Vuoi imparare a mangiare bene e sano? Vai in monastero

Il segreto di una cucina sana e buona, ma evitando il peccato capitale della gola, si trova già nella Regola di San Benedetto e grande è anche l'opera di S. Ildegarda di Bingen. Nei monasteri europei sono nate centinaia di ricette oggi diventate comuni: verdure, salumi, formaggi, ma anche dolci e birre e liquori. La tradizione culinaria monastica è tuttora molto viva e sono centinaia in Europa e negli Stati Uniti i monasteri che vendono i loro prodotti online. 
- LA RICETTA: TORTA DI PANE RAFFERMO

Cultura 06_09_2020 English Español
Abbazia di Monte Oliveto

I sette peccati capitali sono i sette cancri spirituali che rodono l’anima. Ma uno di essi - la gola - rode anche il corpo. Il nutrimento eccessivo (o sbagliato) abbassa le difese dell’organismo, porta all’obesità ed alle malattie ad essa legate e in ultima istanza alla morte, spesso prematura.
Al giorno d’oggi diverse discipline (la medicina generale in primis, ma anche la psicologia, la dietologia, la cardiologia, la naturopatia ecc.), fanno a gara ad affermare che mangiare troppo fa male.
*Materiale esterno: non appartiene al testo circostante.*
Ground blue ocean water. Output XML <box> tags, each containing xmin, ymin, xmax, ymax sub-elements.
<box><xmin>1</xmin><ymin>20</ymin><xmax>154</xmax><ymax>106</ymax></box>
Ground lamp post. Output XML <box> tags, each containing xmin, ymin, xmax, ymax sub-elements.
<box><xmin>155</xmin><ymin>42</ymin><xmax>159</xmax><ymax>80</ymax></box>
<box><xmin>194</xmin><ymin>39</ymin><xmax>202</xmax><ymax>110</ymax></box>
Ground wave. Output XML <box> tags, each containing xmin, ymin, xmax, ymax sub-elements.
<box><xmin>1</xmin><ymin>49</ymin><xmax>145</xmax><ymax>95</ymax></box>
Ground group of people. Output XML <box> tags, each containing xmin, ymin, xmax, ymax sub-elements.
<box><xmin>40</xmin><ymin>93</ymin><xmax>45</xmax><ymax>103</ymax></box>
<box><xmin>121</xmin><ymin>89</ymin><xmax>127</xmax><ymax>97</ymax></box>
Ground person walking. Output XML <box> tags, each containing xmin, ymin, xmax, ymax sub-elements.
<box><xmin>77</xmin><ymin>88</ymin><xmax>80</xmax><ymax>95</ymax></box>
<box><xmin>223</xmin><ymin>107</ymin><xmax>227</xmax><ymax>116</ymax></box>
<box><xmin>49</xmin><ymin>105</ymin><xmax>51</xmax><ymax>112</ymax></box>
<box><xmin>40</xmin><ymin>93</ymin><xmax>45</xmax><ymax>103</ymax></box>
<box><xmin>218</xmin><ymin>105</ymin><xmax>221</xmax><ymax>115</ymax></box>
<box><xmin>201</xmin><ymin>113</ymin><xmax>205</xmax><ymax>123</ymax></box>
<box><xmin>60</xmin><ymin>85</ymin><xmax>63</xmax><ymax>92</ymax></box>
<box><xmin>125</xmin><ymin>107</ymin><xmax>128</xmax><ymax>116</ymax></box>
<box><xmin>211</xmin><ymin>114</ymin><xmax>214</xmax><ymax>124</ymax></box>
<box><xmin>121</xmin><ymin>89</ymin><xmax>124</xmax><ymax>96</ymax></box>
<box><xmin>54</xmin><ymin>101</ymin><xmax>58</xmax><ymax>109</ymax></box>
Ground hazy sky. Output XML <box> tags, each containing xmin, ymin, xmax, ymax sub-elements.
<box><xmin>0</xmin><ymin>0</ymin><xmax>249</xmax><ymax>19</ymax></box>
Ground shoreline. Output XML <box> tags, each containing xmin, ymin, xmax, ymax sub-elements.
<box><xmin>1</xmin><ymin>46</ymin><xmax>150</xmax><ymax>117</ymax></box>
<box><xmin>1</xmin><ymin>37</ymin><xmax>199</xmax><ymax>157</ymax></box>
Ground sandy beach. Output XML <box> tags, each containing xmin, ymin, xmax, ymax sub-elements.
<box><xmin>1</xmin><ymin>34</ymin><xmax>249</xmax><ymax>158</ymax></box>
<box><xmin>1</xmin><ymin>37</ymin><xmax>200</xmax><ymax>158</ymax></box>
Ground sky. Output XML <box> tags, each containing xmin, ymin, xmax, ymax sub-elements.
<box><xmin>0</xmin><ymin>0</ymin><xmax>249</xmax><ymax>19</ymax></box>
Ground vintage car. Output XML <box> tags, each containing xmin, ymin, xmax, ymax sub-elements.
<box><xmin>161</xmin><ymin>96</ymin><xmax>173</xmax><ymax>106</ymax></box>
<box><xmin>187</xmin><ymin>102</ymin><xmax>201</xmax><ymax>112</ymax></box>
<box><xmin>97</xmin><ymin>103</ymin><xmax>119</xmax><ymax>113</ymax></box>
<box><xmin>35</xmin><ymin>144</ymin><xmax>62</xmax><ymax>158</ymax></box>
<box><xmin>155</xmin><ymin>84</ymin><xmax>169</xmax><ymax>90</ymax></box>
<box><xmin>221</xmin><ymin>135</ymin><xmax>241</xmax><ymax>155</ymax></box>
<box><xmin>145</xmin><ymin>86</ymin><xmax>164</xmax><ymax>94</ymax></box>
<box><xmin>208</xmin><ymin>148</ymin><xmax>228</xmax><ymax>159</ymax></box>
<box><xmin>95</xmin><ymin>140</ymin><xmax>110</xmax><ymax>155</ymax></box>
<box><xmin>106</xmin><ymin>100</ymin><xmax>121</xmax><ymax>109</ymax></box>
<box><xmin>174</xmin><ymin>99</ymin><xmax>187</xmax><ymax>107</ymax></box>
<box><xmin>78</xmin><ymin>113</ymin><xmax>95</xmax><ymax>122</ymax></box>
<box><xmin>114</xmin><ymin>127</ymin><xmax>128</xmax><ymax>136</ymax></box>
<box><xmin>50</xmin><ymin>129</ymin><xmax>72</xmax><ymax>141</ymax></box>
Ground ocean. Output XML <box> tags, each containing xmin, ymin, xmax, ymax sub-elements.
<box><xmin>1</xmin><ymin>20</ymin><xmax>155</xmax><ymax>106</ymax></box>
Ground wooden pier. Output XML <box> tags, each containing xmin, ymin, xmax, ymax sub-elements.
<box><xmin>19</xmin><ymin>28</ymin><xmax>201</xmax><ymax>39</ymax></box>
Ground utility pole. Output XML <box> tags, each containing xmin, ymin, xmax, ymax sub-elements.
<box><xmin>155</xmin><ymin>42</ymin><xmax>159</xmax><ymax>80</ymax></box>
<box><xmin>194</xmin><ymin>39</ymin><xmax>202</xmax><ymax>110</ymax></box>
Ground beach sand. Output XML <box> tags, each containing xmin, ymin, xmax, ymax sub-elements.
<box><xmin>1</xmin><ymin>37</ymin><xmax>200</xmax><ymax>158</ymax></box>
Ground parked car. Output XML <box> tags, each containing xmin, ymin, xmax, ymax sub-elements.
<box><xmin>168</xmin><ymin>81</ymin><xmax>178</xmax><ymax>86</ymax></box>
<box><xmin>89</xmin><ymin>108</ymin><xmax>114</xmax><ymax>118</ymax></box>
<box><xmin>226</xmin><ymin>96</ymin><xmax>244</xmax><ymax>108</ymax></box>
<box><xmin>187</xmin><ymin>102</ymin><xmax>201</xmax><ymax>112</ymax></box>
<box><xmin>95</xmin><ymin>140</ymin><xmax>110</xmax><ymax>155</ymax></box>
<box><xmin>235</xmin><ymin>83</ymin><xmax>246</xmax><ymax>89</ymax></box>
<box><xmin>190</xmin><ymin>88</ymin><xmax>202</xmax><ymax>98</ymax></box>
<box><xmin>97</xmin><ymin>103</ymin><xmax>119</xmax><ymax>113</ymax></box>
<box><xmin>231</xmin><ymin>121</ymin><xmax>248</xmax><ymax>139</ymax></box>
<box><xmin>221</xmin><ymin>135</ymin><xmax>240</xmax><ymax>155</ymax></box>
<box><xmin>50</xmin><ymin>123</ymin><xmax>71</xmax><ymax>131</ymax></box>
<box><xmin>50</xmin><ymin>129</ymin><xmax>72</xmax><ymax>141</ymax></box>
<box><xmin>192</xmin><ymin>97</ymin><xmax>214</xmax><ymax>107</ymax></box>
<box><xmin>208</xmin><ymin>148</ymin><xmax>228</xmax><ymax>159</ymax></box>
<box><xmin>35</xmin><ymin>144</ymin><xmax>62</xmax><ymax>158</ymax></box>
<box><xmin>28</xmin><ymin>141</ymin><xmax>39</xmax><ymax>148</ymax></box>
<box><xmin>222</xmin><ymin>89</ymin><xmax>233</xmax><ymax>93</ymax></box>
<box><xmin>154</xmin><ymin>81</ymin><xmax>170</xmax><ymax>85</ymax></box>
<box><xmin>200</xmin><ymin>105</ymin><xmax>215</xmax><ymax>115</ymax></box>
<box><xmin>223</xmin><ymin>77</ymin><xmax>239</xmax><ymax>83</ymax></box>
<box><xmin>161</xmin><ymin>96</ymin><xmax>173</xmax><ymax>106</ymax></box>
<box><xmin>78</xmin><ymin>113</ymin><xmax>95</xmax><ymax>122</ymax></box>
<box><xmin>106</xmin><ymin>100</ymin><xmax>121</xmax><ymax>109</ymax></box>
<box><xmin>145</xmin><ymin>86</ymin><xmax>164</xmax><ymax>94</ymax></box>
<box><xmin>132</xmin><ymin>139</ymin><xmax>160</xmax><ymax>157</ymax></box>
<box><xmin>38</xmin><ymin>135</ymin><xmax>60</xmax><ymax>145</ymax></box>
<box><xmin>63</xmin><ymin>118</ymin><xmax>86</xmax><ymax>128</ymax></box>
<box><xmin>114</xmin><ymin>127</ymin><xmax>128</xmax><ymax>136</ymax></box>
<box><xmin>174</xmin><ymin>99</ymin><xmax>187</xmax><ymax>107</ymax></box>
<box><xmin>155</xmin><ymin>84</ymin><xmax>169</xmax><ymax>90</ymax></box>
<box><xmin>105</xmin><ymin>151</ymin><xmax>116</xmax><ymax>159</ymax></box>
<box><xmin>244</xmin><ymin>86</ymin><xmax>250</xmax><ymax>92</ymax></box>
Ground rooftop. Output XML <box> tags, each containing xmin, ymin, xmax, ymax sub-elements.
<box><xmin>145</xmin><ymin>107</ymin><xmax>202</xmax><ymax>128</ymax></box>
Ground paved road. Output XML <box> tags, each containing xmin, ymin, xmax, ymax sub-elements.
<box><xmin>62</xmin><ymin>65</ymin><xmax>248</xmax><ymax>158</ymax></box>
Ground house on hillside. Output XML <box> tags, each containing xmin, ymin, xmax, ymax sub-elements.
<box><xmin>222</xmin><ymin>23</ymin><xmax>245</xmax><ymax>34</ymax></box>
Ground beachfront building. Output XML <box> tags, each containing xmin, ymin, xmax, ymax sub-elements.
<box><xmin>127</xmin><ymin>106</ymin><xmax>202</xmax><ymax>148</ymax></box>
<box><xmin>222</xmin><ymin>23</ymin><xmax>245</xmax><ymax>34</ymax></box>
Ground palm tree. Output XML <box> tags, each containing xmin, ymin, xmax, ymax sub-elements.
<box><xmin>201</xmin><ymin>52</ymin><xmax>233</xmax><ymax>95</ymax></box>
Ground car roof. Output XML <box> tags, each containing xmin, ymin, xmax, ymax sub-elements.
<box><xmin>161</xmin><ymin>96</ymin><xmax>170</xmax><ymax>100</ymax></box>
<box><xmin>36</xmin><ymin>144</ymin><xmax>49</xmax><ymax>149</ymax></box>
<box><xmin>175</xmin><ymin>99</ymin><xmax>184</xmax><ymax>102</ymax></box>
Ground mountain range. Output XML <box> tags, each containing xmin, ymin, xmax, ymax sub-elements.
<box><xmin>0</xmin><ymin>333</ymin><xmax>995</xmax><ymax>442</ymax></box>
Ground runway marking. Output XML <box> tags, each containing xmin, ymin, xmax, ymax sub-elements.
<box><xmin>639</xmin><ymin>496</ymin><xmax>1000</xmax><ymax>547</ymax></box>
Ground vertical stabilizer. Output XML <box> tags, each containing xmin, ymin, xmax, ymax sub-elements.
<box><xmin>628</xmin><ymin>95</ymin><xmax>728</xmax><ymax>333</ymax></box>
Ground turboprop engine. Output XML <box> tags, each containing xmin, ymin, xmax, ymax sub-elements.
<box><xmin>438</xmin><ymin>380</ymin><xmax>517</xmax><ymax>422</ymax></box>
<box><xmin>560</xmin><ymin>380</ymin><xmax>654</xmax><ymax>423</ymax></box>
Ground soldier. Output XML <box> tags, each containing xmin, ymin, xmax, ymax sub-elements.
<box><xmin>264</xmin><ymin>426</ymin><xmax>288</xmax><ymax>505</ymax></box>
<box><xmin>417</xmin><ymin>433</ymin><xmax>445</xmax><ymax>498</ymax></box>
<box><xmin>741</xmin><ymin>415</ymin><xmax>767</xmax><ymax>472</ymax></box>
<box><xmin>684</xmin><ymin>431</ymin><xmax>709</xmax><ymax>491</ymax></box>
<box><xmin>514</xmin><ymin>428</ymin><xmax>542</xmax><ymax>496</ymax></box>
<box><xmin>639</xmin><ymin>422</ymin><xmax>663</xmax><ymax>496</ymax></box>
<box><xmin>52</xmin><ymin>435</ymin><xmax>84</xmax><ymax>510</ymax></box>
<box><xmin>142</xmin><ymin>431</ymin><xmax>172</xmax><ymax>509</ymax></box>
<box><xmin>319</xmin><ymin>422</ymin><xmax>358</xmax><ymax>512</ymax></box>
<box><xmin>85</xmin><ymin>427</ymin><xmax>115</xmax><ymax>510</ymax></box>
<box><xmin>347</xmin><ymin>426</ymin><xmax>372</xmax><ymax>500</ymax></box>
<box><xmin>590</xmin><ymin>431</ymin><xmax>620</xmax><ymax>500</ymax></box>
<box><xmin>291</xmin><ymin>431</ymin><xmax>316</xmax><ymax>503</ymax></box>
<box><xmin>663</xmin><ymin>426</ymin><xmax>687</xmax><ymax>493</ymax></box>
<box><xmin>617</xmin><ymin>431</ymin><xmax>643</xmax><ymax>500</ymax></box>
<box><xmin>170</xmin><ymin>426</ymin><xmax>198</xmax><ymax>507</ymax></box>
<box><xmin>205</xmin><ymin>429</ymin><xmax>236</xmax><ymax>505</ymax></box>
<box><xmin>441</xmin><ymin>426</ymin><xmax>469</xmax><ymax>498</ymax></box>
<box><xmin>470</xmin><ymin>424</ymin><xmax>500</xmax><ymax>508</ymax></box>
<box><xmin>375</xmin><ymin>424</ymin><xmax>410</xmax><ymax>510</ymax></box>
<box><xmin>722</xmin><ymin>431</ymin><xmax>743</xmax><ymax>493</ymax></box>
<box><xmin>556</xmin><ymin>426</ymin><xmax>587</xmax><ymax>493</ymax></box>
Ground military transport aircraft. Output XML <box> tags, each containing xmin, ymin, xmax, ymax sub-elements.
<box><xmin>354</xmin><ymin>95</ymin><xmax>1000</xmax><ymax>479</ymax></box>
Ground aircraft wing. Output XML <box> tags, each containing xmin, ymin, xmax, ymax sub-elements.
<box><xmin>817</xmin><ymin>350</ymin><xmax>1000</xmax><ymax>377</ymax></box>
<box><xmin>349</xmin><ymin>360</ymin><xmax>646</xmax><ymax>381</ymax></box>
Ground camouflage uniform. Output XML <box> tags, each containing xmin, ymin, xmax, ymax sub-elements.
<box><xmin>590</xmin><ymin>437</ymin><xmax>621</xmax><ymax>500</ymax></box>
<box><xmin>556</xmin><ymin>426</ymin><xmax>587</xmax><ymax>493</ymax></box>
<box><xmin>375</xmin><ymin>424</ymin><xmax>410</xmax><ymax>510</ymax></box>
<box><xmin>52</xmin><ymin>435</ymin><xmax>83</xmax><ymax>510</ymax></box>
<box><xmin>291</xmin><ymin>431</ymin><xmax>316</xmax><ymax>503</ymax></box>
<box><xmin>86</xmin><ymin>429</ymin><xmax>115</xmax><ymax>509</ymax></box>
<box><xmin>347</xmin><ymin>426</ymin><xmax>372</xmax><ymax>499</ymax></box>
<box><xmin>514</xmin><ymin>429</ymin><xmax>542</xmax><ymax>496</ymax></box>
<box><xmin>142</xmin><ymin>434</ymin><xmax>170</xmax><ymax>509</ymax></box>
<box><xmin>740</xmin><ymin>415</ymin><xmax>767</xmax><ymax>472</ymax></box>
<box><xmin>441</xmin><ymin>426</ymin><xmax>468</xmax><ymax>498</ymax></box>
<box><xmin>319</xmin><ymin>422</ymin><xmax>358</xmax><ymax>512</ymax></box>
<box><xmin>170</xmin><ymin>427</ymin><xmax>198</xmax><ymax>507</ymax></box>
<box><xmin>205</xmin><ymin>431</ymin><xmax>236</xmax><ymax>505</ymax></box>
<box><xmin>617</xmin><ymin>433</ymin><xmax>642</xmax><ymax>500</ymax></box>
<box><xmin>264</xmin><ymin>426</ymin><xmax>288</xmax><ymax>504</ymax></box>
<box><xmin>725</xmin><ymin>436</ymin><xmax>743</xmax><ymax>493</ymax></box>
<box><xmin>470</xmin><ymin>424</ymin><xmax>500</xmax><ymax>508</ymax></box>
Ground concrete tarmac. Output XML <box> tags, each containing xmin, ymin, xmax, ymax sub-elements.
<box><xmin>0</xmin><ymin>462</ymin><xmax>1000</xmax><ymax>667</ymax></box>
Lo sapeva bene San Benedetto e lo ha espresso a chiare lettere nella sua Regola: testo di base, soprattutto per quanto riguarda il rapporto con il cibo, non solo dei benedettini, ma di tutte le persone di buon senso. Da quel Ora et labora è scaturita una filosofia del comportamento e regole di vita che hanno scandito secoli di esistenza di vita monastica: orti, vigneti, frutteti, pollai, brasserie, distillerie, e ovviamente forni per il pane, sono da sempre presenti nei monasteri, nei conventi e nelle abbazie, che hanno spesso aperto le loro porte ai poveri e ai malati, ai marginali e ai viandanti di ogni genere, offrendo loro cibo e un temporaneo riparo.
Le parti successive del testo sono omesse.